"Use heresy as an axe," said Albert de Gondi. "You will not incur the odium of executions."

"Ha!" said the Queen, "but I know nothing of the strength or the schemes of these folks, and I cannot communicate with them through any safe channel. If I were found out in any such conspiracy, either by the Queen, who watches me as if I were an infant in arms, or by my two jailers, who let no one come into the château, I should be banished from the country, and taken back to Florence under a formidable escort captained by some ruffianly Guisard! Thank you, friends!—Oh, daughter-in-law! I hope you may some day be a prisoner in your own house; then you will know what you have inflicted on me!"

"Their schemes!" exclaimed Chiverni. "The Grand Master and the Cardinal know them; but those two foxes will not tell. If you, madame, can make them tell, I will devote myself to you, and come to an understanding with the Prince de Condé."

"Which of their plans have they failed to conceal from you?" asked the Queen, glancing towards the brothers de Guise.

"Monsieur de Vieilleville and Monsieur de Saint-André have just had their orders, of which we know nothing; but the Grand Master is concentrating his best troops on the left bank, it would seem. Within a few days you will find yourself at Amboise. The Grand Master came to this terrace to study the position, and he does not think Blois favorable to his private schemes. Well, then, what does he want?" said Chiverni, indicating the steep cliffs that surround the château. "The Court could nowhere be safer from sudden attack than it is here."
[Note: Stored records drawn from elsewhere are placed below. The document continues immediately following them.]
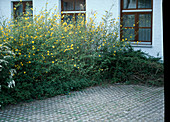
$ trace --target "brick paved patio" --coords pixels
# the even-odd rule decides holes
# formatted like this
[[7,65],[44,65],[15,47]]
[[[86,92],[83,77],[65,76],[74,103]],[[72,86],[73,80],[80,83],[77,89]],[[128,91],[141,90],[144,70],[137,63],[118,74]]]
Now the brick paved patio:
[[0,110],[1,122],[163,122],[164,88],[106,85]]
"Abdicate or govern," said Albert de Gondi in the Queen's ear as she stood thinking.

A fearful expression of suppressed rage flashed across the Queen's handsome ivory-pale face.—She was not yet forty, and she had lived for twenty-six years in the French Court, absolutely powerless, she, who ever since she had come there had longed to play the leading part.

"Never so long as this son lives! His wife has bewitched him!"
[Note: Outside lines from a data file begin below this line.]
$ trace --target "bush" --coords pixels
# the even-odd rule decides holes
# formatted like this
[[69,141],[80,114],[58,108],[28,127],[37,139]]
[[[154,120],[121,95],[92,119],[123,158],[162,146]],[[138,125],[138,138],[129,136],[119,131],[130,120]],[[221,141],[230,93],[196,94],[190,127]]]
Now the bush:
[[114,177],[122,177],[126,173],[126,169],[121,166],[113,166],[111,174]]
After a short pause these terrible words broke from her in the language of Dante.

Catherine's exclamation had its inspiration in a strange prediction, spoken a few days before at the Château of Chaumont, on the opposite bank of the Loire, whither she had gone with her astrologer Ruggieri to consult a famous soothsayer. This woman was brought to meet her by Nostradamus, the chief of those physicians who in that great sixteenth century believed in the occult sciences, with Ruggieri, Cardan, Paracelsus, and many more. This fortune-teller, of whose life history has no record, had fixed the reign of Francis II. at one year's duration.